Теперь всё шло сломя голову: хозяйство нужно было продать, вещи упаковать, в дальнюю дорогу собраться. Куда? Направление было одно – на Восток, в Среднюю Азию или Сибирь. Отец решил “добровольно” переселиться в Среднюю Азию, туда, где они 7 лет жили в ссылке в 1915–1922 гг. Какая едкая ирония судьбы! Вначале им стало горячо под ногами на Волыни, и они вынуждены были покинуть родину. Но и в Крыму произошло тоже самое. Только они прижились, как оказались, в полном смысле слова, стиснуты преднамеренно созданной ситуацией, из которой был только один выход. Итак, в Среднюю Азию, куда в последние годы принудительно переселили большую часть немцев.

 

11 сентября 1938 г. мы прибыли в Ташкент, отец обратился за назначением в комиссариат, и его сразу же направили в узбекскую школу. Это было весьма необычно и очень его тревожило: школьники не знали ни немецкого, ни русского, он не знал узбекского, представления о дисциплине не имели ни школьники, ни учителя. Не смог он и своих собственных детей определить в русскую школу, потому что все они были переполнены. К тому же, не было ни малейшей перспективы получить приют.

Он согласился на место учителя немецкого языка в русской школе в Чиили, в Кызыл-Ординской области южного Казахстана. Он предпочёл эту среднюю школу, потому что она входила в ведомство железнодорожного комиссариата, а это давало ему те же привилегии, что были у всех, кто работал в этой сфере: жильё, дрова, униформу и раз в год ордер на бесплатный железнодорожный проезд по любому маршруту СССР.

Эти условия, плюс жизнь в райцентре с железнодорожной станцией, были очень выгодны. У семьи была хорошая квартира, отец и старшая дочь имели постоянную работу, дети могли учиться в русской школе.
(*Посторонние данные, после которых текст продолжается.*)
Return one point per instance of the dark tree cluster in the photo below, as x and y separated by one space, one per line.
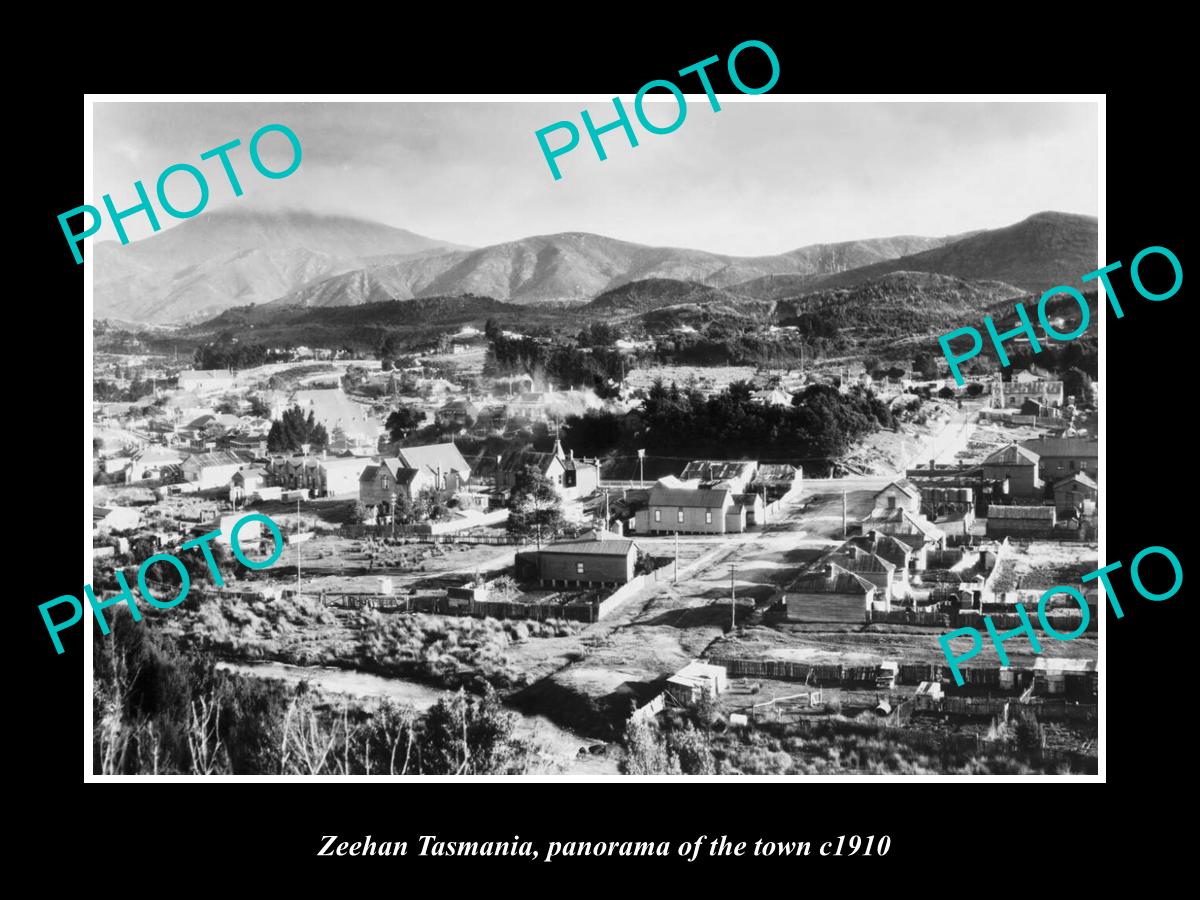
293 431
821 424
161 709
231 354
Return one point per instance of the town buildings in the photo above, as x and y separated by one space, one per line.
606 562
1015 469
690 510
828 593
1059 457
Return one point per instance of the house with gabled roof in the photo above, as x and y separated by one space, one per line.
438 466
1020 521
607 562
1075 493
892 550
213 468
381 484
916 531
573 478
829 593
690 510
735 474
1015 467
901 493
778 480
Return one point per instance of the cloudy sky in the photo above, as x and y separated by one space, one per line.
759 177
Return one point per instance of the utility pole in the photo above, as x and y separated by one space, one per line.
298 549
733 600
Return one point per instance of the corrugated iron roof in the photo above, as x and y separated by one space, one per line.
837 581
1045 513
1012 455
591 549
689 497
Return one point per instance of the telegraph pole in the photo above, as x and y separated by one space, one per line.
733 600
298 549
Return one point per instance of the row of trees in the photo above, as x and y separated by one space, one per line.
163 711
821 424
294 430
229 354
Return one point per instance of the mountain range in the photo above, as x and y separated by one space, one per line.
235 257
294 261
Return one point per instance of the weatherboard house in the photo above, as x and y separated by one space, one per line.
690 510
585 563
831 593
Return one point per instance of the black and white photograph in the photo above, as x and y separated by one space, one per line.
522 436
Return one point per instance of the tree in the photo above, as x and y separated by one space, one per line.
390 347
293 431
646 751
430 504
925 365
1078 384
693 750
403 420
535 509
469 738
259 407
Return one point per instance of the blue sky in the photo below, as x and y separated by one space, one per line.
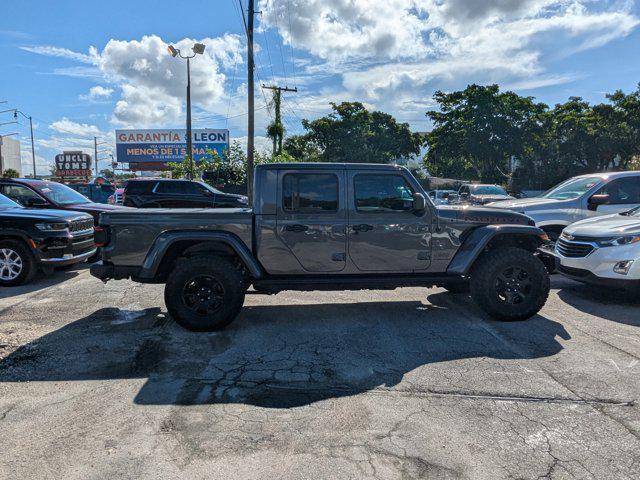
85 68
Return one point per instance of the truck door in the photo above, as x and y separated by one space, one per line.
312 217
385 233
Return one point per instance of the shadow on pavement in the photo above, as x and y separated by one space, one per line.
39 282
607 303
273 355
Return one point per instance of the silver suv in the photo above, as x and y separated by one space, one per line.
579 198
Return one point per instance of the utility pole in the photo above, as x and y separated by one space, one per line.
277 94
250 103
33 148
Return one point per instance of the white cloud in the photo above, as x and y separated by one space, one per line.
97 93
388 52
66 126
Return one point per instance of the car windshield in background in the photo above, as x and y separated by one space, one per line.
210 188
7 203
61 194
488 190
572 188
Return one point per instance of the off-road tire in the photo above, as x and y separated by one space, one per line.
485 283
28 262
457 287
224 273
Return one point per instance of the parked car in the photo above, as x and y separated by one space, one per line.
51 195
579 198
602 251
481 194
440 197
98 193
32 238
323 226
117 197
164 193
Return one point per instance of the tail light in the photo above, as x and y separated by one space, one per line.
101 236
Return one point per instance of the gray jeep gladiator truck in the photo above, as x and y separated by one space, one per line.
323 226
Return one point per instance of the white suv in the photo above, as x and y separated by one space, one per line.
603 250
579 198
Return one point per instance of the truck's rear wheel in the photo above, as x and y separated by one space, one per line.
204 293
510 284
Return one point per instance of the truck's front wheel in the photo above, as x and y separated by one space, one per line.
510 284
204 293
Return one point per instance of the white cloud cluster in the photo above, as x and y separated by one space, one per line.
97 92
388 51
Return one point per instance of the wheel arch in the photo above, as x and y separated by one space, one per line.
170 246
491 237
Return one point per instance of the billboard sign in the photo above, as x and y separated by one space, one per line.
166 145
73 164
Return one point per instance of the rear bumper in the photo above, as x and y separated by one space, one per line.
107 271
102 271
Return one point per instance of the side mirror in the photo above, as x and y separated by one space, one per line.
419 202
597 200
36 202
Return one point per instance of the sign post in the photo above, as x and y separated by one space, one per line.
73 164
153 149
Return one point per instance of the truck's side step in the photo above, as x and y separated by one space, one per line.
351 282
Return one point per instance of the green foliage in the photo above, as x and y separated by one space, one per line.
481 132
351 133
10 173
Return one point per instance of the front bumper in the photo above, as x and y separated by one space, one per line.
68 259
597 267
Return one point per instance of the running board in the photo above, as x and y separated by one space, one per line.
351 282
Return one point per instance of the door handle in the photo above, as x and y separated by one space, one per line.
296 228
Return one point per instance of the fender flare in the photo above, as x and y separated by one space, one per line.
476 242
162 243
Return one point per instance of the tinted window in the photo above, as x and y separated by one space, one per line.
623 191
137 187
19 193
181 188
382 193
310 192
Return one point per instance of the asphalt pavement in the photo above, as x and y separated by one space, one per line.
96 381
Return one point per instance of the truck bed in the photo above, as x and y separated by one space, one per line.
134 231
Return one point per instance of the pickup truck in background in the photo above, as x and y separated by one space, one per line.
322 226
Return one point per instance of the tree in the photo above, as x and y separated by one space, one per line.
302 148
10 173
478 131
351 133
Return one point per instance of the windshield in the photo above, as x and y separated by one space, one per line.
572 188
488 190
7 203
61 194
209 187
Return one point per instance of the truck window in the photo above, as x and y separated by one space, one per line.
382 193
310 193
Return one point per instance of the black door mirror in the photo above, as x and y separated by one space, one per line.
597 200
419 202
36 202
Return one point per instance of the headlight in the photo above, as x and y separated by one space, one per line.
52 227
619 241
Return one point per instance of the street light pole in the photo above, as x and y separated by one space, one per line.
198 49
189 135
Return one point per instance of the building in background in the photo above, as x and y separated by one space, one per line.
145 150
10 152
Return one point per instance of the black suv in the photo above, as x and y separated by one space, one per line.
162 193
32 238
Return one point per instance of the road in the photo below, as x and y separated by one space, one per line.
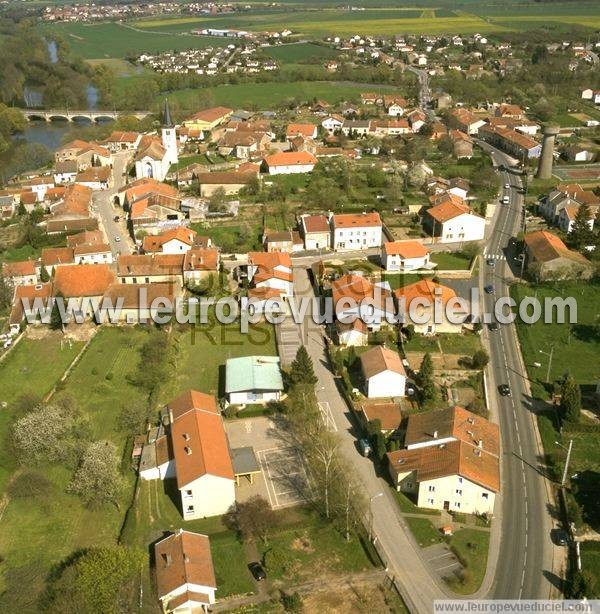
102 204
521 556
525 556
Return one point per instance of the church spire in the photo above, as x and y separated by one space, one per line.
167 121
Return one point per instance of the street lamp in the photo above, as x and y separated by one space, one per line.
568 450
371 499
550 354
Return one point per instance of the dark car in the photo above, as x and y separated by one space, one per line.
256 569
559 537
504 390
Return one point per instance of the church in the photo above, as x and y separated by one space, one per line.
155 155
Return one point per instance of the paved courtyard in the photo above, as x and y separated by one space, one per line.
282 480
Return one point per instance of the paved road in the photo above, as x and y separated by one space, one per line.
525 556
102 202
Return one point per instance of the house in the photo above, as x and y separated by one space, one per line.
404 256
208 119
417 304
95 177
271 270
150 268
308 131
451 461
354 333
355 297
289 162
185 576
22 273
465 121
451 222
202 461
138 303
199 264
547 257
25 298
388 415
355 231
175 241
52 257
383 373
316 231
253 379
332 124
231 182
285 241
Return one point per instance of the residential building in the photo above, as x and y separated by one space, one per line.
355 231
185 575
253 379
404 256
383 373
451 461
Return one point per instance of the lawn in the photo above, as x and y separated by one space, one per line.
313 549
202 351
297 53
33 366
38 531
269 95
471 547
576 346
451 261
424 531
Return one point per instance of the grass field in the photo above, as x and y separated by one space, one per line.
267 95
31 367
576 348
202 352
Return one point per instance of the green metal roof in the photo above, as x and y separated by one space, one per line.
253 373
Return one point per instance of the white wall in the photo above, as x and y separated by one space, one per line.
386 384
210 496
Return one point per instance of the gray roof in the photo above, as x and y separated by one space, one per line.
252 373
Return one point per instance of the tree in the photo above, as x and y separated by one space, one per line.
56 321
95 580
570 400
480 359
252 519
98 480
581 234
302 370
425 378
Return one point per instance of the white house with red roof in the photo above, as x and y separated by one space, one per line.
355 231
185 575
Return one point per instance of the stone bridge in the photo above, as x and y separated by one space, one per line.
71 115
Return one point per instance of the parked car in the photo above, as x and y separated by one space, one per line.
504 390
257 570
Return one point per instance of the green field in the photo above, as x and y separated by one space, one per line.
268 95
576 348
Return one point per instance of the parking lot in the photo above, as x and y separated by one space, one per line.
283 480
441 559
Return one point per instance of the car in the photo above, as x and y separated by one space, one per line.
256 569
504 390
559 537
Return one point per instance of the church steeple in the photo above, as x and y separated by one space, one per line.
167 122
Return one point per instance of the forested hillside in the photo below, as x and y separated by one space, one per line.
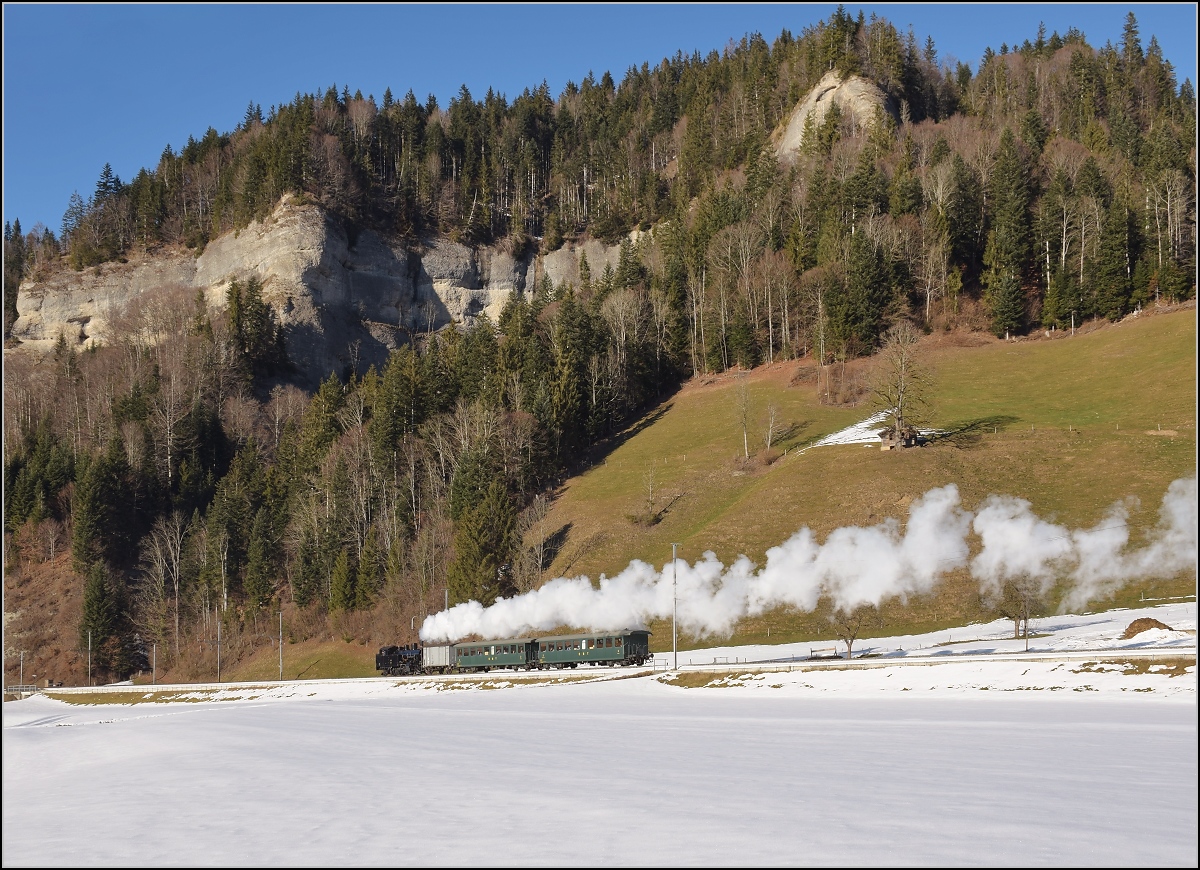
192 484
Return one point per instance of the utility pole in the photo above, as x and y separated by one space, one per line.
675 604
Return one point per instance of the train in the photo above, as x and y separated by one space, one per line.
629 647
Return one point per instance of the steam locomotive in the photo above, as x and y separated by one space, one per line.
605 648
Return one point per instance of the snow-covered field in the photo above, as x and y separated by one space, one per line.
930 759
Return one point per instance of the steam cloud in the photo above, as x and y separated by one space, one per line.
856 565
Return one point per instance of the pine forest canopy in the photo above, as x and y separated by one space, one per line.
1055 184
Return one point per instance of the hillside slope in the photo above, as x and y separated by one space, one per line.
1071 424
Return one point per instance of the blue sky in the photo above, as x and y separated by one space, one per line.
88 84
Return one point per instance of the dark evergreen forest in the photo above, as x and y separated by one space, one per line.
192 484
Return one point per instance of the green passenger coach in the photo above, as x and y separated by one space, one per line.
513 653
603 648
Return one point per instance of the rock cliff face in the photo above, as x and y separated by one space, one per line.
341 300
858 100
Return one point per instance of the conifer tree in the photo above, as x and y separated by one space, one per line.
484 546
366 580
1008 250
341 583
259 583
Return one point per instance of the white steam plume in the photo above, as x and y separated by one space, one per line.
856 565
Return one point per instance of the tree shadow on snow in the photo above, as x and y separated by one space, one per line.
969 435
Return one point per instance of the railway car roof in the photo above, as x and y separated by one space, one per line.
595 634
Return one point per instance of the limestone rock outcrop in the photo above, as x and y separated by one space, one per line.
858 100
342 300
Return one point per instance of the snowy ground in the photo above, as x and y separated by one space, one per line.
1057 634
948 760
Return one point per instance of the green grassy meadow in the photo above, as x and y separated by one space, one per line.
1072 424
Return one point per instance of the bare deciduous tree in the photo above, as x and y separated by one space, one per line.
847 624
742 403
899 382
163 561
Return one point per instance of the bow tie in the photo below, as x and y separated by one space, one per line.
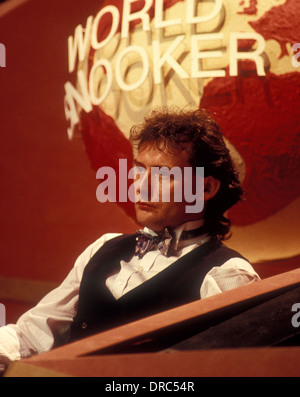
146 242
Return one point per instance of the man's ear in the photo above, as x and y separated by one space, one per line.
211 187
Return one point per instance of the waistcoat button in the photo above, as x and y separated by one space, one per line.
84 325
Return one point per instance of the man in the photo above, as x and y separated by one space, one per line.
176 259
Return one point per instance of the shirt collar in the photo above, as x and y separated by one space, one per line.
177 231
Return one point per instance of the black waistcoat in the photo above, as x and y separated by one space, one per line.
176 285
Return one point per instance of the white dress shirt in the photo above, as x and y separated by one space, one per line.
34 331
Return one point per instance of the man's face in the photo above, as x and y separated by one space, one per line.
160 214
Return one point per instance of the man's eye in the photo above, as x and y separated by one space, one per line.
138 171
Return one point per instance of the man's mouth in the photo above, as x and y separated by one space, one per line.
146 206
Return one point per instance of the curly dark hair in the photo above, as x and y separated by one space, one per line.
199 134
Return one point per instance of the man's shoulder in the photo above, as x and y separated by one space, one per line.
91 249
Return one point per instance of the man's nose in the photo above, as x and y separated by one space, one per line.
144 186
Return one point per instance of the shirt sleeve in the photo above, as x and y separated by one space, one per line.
36 330
234 273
В населённом пункте было радиовещание, которое велось на нескольких языках, клуб с кинопроектором, несколько библиотек, больница, баня и различные платные услуги повседневной необходимости.

Однако были и недостатки. Из дневника:

Во-первых, жалкие окрестности: бесплодная, степная пустыня, песок, пыль. Во-вторых, здесь совсем нет немцев. Это было первый раз в моей жизни, когда я и моя семья вынуждены были жить не в среде немцев. Но с этим ничего нельзя было сделать, мы были вынуждены к этому приспособиться. Может быть, позже удастся найти лучшее место, куда мы сможем спокойно переехать.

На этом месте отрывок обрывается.